四谷の南側の低地に、かつてスラム(貧民窟)があった。明治のはじめから、昭和の初期あたりまでのことである。富国強兵を目指して発展する帝都の中心部に、貧民が寄り集まって最底辺の暮らしを送っていた。今ではまったく面影がなく、その過去は忌まわしいものとして語り継がれていない。地名の鮫河橋は、忘れられようとしている。
迎賓館のわきを権田原に向けて下る坂道(鮫河橋坂)。右の木立の向こうが南元町公園。坂を下りきったあたり左手に、赤坂御用地へ入る鮫河橋門がある。写真はクリックすると拡大します。

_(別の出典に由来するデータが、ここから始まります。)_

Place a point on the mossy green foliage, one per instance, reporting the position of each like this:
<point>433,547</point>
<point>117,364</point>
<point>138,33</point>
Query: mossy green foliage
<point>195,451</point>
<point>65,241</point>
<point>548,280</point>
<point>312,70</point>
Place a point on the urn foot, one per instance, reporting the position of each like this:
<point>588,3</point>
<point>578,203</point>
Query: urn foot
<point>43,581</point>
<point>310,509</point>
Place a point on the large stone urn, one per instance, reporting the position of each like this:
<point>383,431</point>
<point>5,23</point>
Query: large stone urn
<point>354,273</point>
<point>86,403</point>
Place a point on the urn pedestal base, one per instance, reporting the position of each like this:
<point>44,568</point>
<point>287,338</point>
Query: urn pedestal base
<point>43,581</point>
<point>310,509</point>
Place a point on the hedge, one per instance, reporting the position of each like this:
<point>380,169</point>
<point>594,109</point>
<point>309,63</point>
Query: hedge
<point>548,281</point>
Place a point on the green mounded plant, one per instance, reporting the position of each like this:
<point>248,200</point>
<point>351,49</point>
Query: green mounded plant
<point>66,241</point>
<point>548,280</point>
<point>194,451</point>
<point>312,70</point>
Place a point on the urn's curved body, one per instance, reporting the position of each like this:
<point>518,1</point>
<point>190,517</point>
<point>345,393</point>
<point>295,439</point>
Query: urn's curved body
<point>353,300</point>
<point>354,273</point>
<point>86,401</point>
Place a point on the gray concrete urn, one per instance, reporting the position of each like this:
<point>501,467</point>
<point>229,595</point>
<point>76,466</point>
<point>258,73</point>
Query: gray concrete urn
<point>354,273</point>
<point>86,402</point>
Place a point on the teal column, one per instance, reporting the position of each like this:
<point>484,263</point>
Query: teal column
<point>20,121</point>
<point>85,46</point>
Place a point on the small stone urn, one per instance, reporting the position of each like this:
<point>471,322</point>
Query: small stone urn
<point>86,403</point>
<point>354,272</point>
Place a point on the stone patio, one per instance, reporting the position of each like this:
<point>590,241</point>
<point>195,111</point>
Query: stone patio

四谷駅から赤坂に向かう外堀通り。迎賓館の前は広大なオープンスペースになっていて、広々とした景観が広がる。正面に迎賓館、左手は空になった外堀を隔てて、ホテルニューオータニや赤坂プリンスホテル、さらに遠くには赤坂から溜池にかけての新しいビル群が望まれる。迎賓館の右手を行くと、学習院初等科の敷地にそって急に降る坂がある。左手は迎賓館、その先が東宮御所。坂の途中から右手には南元町公園と呼ばれる公園が見える。なだらかに傾斜した植え込みや石組みの先には、整地された広々とした野球場や、遊園地がある。休みともなると近くの親子がキャッチボールに興じていたりするが、週日は人影もまばらである。公園の北側には、御所トンネルを出たばかりの中央線の電車が通り、その手前の首都高の高架には、轟音を建てて車が行き交う。この南元町公園が、かつて貧民がたむろして住まった地域の東端にあたる。スラムは、この公園の北西の角にある中央線ガードをくぐって北に向かう、細い道の両側に広がっていたらしい。旧地名鮫河橋谷町である。その名の通り、四谷の台地と赤坂の台地の間の谷であった。